Specific Imaging Findings

Diffuse axonal injury (DAI, shear injury) on CT presents as small hypodense (nonhemorrhagic) or hyperdense (hemorrhagic) foci; however, the majority of DAI lesions are not detected on CT. Gray–white matter junction (especially paramedial), dorsolateral midbrain, and corpus callosum (especially the splenium) are the most typical DAI locations. Multiple oval lesions 1–15 mm in diameter are detected on T2WI and FLAIR images. T2 signal intensity depends on the presence of hemorrhage: hemorrhagic lesions show low signal, while the nonhemorrhagic ones are T2 hyperintense. On T1WI the lesions are usually hypointense and not well seen, hyperintensity is present in subacute hemorrhagic lesions. T2* sequences detect susceptibility effects of hemoglobin degradation products as areas of signal loss in hemorrhagic lesions. The detection of acute or chronic hemorrhagic DAI is improved by heavily T2*WI, such as with higher field strength and a longer echo time (TE), and even further with susceptibility-weighted imaging (SWI). Diffusion MR imaging is the most sensitive modality for DAI detection with bright signal on DWI in the acute phase. Some lesions may only be detected with DWI, some with T2* and a few with FLAIR. Presence of hemorrhage in the interpeduncular cistern on initial CT is a marker for possible brainstem DAI.

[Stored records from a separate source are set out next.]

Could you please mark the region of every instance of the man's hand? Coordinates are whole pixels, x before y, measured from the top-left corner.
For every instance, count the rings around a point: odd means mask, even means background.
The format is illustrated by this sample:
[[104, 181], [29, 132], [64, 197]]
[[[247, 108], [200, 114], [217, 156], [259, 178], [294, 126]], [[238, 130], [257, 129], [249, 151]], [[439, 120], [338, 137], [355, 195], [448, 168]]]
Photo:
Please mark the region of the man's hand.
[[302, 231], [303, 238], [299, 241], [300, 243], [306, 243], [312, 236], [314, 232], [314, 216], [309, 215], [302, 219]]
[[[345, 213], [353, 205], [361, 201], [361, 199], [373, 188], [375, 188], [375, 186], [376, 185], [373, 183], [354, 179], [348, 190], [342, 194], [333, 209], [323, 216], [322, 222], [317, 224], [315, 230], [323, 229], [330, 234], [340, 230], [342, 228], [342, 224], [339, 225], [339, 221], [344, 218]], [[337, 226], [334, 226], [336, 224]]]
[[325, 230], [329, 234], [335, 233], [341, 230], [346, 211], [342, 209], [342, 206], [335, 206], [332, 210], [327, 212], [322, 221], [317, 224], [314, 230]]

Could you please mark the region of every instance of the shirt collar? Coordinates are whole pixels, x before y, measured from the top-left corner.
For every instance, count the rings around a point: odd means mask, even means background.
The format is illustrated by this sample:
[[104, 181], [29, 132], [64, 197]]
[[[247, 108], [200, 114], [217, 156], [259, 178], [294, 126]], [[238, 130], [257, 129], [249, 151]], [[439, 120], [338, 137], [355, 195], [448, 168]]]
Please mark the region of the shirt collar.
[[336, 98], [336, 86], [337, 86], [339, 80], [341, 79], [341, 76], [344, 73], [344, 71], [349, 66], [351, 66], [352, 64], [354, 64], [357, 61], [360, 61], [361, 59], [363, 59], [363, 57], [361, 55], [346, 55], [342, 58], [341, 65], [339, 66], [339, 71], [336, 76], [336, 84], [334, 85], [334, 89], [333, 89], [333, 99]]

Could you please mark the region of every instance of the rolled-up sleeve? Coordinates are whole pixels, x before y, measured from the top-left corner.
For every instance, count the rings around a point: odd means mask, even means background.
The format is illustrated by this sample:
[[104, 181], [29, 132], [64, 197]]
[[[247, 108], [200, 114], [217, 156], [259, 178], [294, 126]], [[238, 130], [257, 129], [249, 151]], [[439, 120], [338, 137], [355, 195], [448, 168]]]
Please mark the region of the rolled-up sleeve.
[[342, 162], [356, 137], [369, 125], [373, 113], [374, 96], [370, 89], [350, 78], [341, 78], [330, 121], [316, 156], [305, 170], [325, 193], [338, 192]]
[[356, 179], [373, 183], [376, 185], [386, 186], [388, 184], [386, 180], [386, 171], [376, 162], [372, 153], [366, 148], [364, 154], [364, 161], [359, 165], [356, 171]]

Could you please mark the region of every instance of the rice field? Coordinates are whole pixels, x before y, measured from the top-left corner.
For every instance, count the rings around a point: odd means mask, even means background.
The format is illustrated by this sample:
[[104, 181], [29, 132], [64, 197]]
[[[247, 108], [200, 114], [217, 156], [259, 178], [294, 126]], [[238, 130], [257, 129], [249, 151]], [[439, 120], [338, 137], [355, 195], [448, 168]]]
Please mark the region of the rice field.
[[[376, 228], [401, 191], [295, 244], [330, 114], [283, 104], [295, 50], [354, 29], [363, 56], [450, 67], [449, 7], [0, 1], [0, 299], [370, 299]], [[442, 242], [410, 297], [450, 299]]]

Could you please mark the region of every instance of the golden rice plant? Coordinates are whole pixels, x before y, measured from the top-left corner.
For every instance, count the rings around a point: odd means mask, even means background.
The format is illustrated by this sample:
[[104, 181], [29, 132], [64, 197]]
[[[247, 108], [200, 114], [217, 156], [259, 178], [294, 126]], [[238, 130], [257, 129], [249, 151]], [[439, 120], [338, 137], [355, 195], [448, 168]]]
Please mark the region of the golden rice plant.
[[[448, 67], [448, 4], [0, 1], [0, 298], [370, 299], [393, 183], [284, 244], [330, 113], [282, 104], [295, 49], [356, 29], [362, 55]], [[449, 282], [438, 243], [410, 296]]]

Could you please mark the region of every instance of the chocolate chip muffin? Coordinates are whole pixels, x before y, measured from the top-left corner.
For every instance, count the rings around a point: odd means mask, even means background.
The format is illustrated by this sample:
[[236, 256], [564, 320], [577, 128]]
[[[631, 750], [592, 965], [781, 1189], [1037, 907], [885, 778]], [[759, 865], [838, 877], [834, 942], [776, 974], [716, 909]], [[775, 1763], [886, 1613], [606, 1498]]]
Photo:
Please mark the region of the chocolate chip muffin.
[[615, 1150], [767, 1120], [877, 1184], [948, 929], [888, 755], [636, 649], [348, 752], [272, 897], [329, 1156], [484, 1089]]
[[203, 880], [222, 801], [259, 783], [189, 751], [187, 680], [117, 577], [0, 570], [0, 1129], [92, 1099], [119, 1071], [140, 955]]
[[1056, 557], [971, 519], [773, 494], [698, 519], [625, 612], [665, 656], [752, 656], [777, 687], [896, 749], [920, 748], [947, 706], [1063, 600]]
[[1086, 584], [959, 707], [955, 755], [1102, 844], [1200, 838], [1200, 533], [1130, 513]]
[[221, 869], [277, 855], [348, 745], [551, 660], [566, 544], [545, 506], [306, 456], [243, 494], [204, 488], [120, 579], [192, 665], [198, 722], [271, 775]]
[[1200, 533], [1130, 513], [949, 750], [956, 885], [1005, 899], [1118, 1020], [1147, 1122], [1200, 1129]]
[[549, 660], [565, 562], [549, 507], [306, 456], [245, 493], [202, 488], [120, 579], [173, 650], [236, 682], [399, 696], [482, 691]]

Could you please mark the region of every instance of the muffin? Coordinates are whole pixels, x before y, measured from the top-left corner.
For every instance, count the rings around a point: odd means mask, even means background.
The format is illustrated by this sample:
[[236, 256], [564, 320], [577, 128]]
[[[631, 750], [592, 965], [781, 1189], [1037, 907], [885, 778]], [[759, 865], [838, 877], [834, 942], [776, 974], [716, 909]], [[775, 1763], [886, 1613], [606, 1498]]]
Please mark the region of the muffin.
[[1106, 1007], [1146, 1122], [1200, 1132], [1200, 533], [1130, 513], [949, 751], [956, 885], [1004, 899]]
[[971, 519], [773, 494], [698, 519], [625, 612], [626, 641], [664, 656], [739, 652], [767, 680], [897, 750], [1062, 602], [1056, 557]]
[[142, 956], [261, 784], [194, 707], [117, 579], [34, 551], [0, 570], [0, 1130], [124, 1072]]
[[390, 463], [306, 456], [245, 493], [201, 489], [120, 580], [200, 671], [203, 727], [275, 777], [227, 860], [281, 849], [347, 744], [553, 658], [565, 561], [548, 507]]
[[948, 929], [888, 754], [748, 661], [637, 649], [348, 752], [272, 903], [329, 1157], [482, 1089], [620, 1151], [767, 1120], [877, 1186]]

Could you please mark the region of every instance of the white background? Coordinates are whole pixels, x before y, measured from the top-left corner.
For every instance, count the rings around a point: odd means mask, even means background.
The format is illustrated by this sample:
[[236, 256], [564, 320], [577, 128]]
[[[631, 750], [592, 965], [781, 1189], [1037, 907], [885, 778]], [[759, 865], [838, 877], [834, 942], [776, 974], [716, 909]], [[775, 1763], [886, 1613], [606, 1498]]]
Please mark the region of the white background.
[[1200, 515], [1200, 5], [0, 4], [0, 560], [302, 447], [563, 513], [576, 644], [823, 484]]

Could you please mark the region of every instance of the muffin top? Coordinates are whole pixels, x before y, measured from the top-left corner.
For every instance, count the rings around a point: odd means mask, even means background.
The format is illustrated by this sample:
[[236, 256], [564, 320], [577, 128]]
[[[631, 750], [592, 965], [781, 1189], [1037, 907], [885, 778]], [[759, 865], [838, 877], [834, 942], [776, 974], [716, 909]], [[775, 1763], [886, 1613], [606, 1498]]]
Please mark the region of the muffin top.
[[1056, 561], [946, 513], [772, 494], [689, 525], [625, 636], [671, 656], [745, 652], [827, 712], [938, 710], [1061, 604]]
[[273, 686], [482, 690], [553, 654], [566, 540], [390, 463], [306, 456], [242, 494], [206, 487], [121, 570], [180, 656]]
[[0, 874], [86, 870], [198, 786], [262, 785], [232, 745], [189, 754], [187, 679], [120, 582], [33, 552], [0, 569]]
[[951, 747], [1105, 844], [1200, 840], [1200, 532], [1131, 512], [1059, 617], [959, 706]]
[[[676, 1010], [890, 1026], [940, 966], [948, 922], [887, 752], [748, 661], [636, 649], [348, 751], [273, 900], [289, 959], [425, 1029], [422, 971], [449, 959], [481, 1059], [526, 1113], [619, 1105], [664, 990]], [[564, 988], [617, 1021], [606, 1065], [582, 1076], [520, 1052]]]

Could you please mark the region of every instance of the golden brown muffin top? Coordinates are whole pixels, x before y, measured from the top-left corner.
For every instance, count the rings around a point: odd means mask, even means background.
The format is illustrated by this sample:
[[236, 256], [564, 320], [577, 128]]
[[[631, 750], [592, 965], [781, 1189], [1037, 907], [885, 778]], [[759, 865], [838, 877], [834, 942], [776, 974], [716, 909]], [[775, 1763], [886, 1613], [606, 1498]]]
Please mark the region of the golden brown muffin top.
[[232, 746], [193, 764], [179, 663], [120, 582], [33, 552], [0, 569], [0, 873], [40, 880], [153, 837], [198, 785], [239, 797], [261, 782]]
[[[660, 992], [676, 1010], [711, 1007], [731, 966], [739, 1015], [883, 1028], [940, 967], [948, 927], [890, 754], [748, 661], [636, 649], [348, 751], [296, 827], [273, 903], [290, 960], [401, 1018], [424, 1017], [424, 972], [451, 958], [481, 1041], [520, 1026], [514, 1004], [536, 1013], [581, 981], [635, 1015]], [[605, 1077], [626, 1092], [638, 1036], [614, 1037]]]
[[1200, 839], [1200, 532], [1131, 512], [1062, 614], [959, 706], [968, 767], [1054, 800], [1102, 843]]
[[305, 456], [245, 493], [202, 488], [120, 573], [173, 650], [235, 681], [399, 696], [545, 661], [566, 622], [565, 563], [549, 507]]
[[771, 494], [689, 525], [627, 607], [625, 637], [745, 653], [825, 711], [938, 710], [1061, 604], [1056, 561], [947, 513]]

Pertinent Clinical Information

The main and classic DAI symptom is lack of consciousness; however, this is not always present. A conscious patient may show other signs of brain damage, depending on lesion location. Most patients (> 90%) with severe DAI remain in a persistent vegetative state. Milder forms of DAI in the chronic phase may cause residual neuropsychiatric problems and cognitive deficits, focal neurologic lesions, memory loss, concentration difficulties, intellectual decline, psychiatric disturbances, headaches, and seizures.